Specificity and sensitivity of these biomarkers for OSCC and their predictive value.
Interleukin 8 was detected at higher concentrations in saliva (P<.01) and IL-6 was detected at higher concentrations in serum of patients with OSCC (P<.01). We confirmed these results at both the mRNA and the protein levels, and the results were concordant. The concentration of IL-8 in saliva and IL-6 in serum did not appear to be associated with sex, age, or alcohol or tobacco use (P>.75). Using statistical analysis, we were able to determine the threshold value, sensitivity, and specificity of each biomarker, as well as a combination of biomarkers, for detecting OSCC.
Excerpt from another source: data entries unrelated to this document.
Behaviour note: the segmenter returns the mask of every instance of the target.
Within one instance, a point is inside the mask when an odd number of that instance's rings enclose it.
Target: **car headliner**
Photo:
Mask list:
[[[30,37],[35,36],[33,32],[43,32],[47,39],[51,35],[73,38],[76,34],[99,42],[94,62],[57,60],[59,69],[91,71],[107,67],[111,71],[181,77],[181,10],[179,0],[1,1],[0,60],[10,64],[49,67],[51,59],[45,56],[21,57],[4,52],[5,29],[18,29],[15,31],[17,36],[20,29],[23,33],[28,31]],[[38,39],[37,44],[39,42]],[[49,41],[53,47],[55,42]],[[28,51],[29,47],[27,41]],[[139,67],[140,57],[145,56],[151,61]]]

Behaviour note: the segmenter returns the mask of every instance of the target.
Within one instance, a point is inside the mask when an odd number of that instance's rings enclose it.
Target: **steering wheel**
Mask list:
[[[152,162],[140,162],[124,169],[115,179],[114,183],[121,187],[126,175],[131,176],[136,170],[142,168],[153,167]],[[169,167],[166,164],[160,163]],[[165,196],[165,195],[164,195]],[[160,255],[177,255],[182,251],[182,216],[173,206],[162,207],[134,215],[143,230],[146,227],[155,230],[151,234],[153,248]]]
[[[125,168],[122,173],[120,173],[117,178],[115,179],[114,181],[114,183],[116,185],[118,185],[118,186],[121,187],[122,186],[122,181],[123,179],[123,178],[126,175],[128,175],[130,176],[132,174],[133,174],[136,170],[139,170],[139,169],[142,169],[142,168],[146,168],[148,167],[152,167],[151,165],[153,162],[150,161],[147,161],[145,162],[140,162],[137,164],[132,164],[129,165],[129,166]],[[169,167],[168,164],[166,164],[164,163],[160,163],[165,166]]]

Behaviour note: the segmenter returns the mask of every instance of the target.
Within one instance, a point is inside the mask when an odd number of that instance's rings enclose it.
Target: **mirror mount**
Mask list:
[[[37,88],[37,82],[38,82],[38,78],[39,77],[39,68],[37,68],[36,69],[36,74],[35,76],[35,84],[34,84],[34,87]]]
Our findings indicate that IL-8 in saliva and IL-6 in serum hold promise as biomarkers for OSCC. A saliva-based test could be a cost-effective adjunctive tool in the diagnosis and follow-up of patients with OSCC.
由于口腔和口咽鳞状细胞癌(OSCC)的发病率和死亡率在过去30年中改善甚微,早期检测或预防这种疾病可能最为有效。通过激光捕获显微切割技术,我们已鉴定出2种与OSCC独特相关的细胞基因的表达:白细胞介素(IL)-6和IL-8。这些细胞因子可能促成这种疾病的发病机制,并与肿瘤生长和转移增加有关。
研究IL-6和/或IL-8是否可作为OSCC在唾液和/或血清中的信息性生物标志物,并确定唾液作为OSCC诊断介质是否有作用。
招募新诊断为T1或T2期口腔或口咽组织学确诊鳞状细胞癌的患者进行研究。年龄和性别匹配的无病受试者用作对照。使用定量实时聚合酶链反应分析和酶联免疫吸附测定,我们分别在信使核糖核酸(mRNA)和蛋白质水平评估血清(对照,n = 32;OSCC患者,n = 19)和唾液(对照,n = 32;OSCC患者,n = 32)中IL-6和IL-8的表达。
这些生物标志物对OSCC的特异性和敏感性及其预测价值。
在OSCC患者的唾液中检测到较高浓度的白细胞介素8(P<0.01),在血清中检测到较高浓度的IL-6(P<0.01)。我们在mRNA和蛋白质水平均证实了这些结果,且结果一致。唾液中IL-8的浓度和血清中IL-6的浓度似乎与性别、年龄或饮酒或吸烟无关(P>0.75)。通过统计分析,我们能够确定每种生物标志物以及生物标志物组合检测OSCC的阈值、敏感性和特异性。
我们的研究结果表明,唾液中的IL-8和血清中的IL-6有望作为OSCC的生物标志物。基于唾液的检测可能是OSCC患者诊断和随访中一种具有成本效益的辅助工具。